Quanto meno ossigeno è la domanda. Un mondo pieno di oceani anossici potrebbe avere gravi conseguenze per l'evoluzione. Gli eucarioti, il tipo di cellule che compongono tutti gli organismi tranne i batteri, compaiono nella documentazione geologica già 2,7 miliardi di anni fa. Ma gli eucarioti con molte cellule - gli antenati di piante e animali - non apparvero fino a mezzo miliardo di anni fa, all'epoca in cui gli oceani si arricchivano di ossigeno. Con il paleontologo Andrew Knoll dell'Università di Harvard, Anbar in precedenza aveva avanzato l'ipotesi che un lungo periodo di oceani anossici potesse essere la chiave del perché gli eucarioti più complessi riuscivano a malapena a sopravvivere mentre i loro prolifici cugini batterici prosperavano. Lo studio di Arnold è un passo importante nel testare questa ipotesi.
"È straordinario che sappiamo così poco della storia degli oceani del nostro pianeta", afferma Anbar. "La presenza o meno di ossigeno negli oceani è una semplice domanda chimica a cui pensi che sarebbe facile rispondere. Mostra quanto sia difficile prendere in giro le informazioni dal disco rock e quanto ancora ci sia da imparare sulle nostre origini. ”

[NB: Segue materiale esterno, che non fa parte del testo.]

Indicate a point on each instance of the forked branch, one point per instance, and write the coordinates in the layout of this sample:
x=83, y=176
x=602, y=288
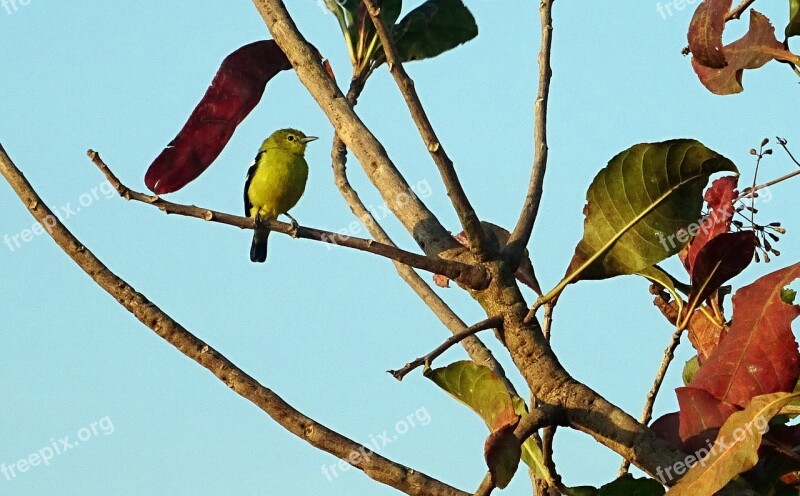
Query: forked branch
x=466, y=214
x=402, y=478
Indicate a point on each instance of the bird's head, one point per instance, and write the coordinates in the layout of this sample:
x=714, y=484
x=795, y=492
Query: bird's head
x=290, y=140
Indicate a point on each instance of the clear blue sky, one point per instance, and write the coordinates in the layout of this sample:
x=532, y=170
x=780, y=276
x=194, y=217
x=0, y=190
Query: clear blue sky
x=318, y=325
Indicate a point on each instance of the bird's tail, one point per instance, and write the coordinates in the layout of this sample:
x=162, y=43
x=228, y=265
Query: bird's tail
x=258, y=249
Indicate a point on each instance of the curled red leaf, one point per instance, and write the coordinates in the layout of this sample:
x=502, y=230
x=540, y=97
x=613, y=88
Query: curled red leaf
x=752, y=51
x=759, y=354
x=721, y=259
x=234, y=91
x=701, y=416
x=720, y=198
x=705, y=32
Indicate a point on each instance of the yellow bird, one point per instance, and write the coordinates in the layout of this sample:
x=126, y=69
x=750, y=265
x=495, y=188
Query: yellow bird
x=275, y=182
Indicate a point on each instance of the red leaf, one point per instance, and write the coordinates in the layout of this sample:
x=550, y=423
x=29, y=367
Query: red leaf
x=720, y=197
x=721, y=259
x=704, y=335
x=759, y=354
x=705, y=32
x=235, y=90
x=701, y=416
x=755, y=49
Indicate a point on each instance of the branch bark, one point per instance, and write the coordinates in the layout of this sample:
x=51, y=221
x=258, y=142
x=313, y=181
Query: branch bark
x=375, y=466
x=426, y=229
x=471, y=276
x=522, y=231
x=476, y=350
x=491, y=323
x=466, y=214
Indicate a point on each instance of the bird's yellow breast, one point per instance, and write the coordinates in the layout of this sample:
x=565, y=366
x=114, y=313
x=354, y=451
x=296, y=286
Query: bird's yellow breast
x=278, y=182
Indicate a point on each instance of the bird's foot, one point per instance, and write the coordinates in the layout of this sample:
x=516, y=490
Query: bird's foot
x=259, y=221
x=295, y=227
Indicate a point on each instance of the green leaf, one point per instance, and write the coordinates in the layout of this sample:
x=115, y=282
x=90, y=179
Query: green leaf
x=793, y=28
x=628, y=486
x=477, y=387
x=433, y=28
x=690, y=369
x=639, y=206
x=486, y=394
x=736, y=448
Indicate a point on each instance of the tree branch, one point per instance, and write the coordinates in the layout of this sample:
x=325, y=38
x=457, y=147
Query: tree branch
x=375, y=466
x=470, y=275
x=491, y=323
x=544, y=416
x=647, y=411
x=466, y=214
x=426, y=229
x=522, y=231
x=477, y=351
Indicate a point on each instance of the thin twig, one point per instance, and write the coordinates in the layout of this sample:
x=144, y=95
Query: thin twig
x=524, y=228
x=375, y=466
x=749, y=191
x=486, y=487
x=784, y=145
x=466, y=213
x=490, y=323
x=477, y=351
x=647, y=411
x=471, y=276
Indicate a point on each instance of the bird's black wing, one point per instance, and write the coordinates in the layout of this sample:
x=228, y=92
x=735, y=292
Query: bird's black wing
x=250, y=173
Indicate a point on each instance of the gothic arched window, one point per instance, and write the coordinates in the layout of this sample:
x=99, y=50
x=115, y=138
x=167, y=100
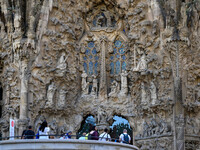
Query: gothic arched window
x=118, y=59
x=90, y=59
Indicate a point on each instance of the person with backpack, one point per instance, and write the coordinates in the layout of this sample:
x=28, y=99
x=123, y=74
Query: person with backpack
x=105, y=136
x=124, y=137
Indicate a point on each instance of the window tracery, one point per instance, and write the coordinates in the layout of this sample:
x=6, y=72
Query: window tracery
x=118, y=61
x=90, y=58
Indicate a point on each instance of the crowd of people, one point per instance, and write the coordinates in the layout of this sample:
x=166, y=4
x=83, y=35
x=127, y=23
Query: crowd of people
x=93, y=134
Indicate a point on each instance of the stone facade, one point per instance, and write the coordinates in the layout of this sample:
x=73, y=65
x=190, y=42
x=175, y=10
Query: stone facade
x=62, y=60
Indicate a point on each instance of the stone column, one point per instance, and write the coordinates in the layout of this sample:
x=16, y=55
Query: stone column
x=103, y=86
x=22, y=122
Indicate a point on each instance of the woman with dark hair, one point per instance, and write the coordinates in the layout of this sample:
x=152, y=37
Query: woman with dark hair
x=94, y=134
x=43, y=131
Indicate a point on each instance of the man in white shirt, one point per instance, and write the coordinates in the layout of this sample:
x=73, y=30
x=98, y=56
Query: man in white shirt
x=124, y=137
x=105, y=136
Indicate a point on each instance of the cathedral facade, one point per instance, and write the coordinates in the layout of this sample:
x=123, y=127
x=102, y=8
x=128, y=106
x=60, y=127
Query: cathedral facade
x=62, y=60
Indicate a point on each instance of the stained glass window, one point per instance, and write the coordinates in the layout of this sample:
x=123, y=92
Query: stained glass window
x=90, y=59
x=90, y=68
x=118, y=59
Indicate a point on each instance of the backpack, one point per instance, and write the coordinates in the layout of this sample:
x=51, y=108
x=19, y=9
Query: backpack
x=126, y=138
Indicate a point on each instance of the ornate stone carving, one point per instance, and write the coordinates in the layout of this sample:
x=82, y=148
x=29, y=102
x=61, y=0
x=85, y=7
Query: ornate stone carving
x=153, y=92
x=94, y=85
x=144, y=98
x=142, y=64
x=62, y=97
x=84, y=83
x=124, y=83
x=114, y=89
x=61, y=65
x=50, y=95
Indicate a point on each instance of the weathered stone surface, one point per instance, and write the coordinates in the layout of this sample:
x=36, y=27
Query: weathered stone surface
x=63, y=60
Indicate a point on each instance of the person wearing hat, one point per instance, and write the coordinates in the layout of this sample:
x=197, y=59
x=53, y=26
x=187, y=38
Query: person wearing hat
x=68, y=135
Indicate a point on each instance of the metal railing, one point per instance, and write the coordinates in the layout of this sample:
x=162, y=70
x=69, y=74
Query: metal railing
x=56, y=136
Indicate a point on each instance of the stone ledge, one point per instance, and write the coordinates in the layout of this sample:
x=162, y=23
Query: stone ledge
x=64, y=144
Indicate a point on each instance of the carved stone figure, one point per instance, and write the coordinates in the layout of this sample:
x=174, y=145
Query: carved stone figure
x=84, y=83
x=94, y=85
x=114, y=89
x=50, y=94
x=124, y=83
x=62, y=97
x=144, y=99
x=62, y=65
x=153, y=93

Il passo successivo è capire quanto meno ossigeno fosse presente negli oceani nel passato antico. Gli scienziati hanno in programma di continuare a studiare chimica del molibdeno per rispondere a questa domanda, con il supporto continuo di NSF e NASA, le agenzie che hanno supportato il lavoro iniziale. Le informazioni non solo faranno luce sulla nostra stessa evoluzione, ma potrebbero aiutarci a capire le condizioni che dovremmo cercare mentre cerchiamo la vita oltre la Terra.